The boss of NatWest has U-turned on her decision not to appear in front of MPs next week as they scrutinise the UK’s biggest banks on why savings rates are so low while borrowing costs have spiked.
Dame Alison Rose, NatWest’s chief executive, came under pressure from the Treasury Committee after saying she was too busy to attend the meeting.
Harriett Baldwin, the committee’s newly elected chair, said she was “very keen that all the major banks’ top executives appear before our committee”, and stressed she did not want it to be an all-male panel.

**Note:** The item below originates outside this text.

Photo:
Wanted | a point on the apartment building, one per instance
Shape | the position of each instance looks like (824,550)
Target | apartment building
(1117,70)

But the banking giant made a U-turn on this decision and Dame Alison is now due to attend, alongside the UK chief executives of Barclays and HSBC, and the group chief executive of Lloyds Bank.
A NatWest spokesperson said: “Following further discussions with the Treasury Committee on the vital issues at hand, Alison Rose will be attending next week’s committee hearing.”

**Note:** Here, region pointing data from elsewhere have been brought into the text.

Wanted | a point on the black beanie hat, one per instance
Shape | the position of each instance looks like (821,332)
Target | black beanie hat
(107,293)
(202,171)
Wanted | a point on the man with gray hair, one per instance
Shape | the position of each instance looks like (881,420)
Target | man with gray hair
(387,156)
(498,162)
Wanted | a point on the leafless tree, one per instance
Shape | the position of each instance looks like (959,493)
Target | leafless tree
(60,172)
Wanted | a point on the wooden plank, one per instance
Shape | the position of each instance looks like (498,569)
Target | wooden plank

The hearing is set to question the bank executives over why their customers can expect to earn just 0.5% to 0.65% interest on basic savings accounts.
Meanwhile, people with a variable-rate mortgage were paying more than 4% interest at the end of 2022, up from 2% at the start of the year, according to the Bank of England.

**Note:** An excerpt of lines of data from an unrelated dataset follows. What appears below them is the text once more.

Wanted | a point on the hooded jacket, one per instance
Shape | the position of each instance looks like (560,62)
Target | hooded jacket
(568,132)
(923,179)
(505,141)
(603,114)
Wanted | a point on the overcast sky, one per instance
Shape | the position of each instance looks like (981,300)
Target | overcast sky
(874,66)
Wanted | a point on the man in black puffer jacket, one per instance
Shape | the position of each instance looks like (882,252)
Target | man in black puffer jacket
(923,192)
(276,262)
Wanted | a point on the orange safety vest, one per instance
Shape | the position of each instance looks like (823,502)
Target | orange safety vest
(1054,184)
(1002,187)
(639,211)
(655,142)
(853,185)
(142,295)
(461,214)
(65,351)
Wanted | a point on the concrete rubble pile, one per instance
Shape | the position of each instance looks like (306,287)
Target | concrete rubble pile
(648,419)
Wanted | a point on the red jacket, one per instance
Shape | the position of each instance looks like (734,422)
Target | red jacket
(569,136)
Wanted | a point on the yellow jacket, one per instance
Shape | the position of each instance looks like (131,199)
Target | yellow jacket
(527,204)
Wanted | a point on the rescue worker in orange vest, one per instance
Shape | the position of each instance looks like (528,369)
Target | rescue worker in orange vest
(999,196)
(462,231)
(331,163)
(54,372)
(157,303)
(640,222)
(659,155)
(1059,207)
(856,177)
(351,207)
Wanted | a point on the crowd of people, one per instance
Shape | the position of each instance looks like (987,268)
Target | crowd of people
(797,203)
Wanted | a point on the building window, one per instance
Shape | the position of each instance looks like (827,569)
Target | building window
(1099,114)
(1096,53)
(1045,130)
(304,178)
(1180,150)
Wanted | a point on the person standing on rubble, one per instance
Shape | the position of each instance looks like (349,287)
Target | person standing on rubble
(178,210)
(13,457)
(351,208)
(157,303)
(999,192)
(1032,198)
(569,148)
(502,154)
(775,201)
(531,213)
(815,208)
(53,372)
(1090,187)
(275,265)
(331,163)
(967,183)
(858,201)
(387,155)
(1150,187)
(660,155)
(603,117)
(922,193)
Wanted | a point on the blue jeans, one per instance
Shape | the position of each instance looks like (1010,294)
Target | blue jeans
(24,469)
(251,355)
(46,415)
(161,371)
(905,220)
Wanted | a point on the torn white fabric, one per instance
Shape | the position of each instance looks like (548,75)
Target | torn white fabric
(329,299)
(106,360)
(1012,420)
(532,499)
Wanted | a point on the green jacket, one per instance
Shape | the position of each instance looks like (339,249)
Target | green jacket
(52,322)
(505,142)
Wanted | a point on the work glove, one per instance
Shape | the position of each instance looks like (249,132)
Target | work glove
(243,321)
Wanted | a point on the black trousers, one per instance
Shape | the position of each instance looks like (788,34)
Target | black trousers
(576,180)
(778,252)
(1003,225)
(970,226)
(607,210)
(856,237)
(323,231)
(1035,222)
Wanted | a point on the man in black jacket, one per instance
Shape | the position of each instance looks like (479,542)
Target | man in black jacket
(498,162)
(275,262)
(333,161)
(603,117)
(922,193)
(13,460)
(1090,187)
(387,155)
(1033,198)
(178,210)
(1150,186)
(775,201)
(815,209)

The committee said it could also explore whether banks are boosting their profits by increasing the gap between the interest paid out to savers, and the interest paid in by borrowers.
Banks have come under scrutiny in recent months for reporting significantly higher profits after raking in more income from higher borrowing costs, although the big lenders have insisted they are not yet seeing any significant signs of stress from borrowers.
Ms Baldwin said: “We look forward to questioning the leaders of the UK’s biggest banks on issues of fundamental importance to our constituents.
“Public scrutiny of our largest financial institutions is vital.
“We look forward to hearing their views on a variety of topics, including savings rates, the outlook for the mortgage market, bank branch closures and changes to financial services regulations.”
The probe will take place on Tuesday morning in the Houses of Parliament.